Фон Брюккен очень устал, его нездоровое веко подрагивало. Он налил себе стакан вина и жадно его выпил.
– В ту же ночь такси отправилось в металлолом. Пистолеты нашли свое пристанище на дне канала, Мартин уехал на год в Марокко, о чем давно мечтал, а я вернулся сюда, в замок, чтобы осмыслить недавние события. Делами бизнеса занималась Сильвия. Напишите длинную главу о том, как я себя чувствовал в тот момент. Вообразите себе самое худшее, поганое, самое черное настроение, какое только может быть, а затем удвойте ваши представления. Я хотел быть хорошим человеком, не забывайте об этом.

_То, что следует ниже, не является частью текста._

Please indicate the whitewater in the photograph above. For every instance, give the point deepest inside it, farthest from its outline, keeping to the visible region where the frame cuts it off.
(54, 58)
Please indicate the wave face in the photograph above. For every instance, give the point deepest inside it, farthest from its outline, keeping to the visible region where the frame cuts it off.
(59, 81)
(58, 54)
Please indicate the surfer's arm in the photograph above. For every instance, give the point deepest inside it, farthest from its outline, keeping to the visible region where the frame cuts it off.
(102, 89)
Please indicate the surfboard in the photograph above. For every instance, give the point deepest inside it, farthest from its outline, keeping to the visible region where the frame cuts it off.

Фон Брюккен весь съежился в своем кресле, низко опустил голову. За окном сгущались сумерки. Мы с трудом различали друг друга в темноте, но никто из нас не пошевелил и пальцем, чтобы зажечь свет. Мы молча сидели в потемках. Я подумал, что фон Брюккен вот-вот уснет, и осмелился тихонько задать ему последний вопрос: кто же с того момента заботился о Софи? Я тут же пожалел об этом. Но мой собеседник, похоже, так не считал. Вопрос даже понравился ему и по-своему растрогал.
Фон Брюккен улыбнулся:
– В Берлине остался только Лукиан. Он сам настоял на этом, заявив, что в такой момент нельзя оставлять Софи совсем одну.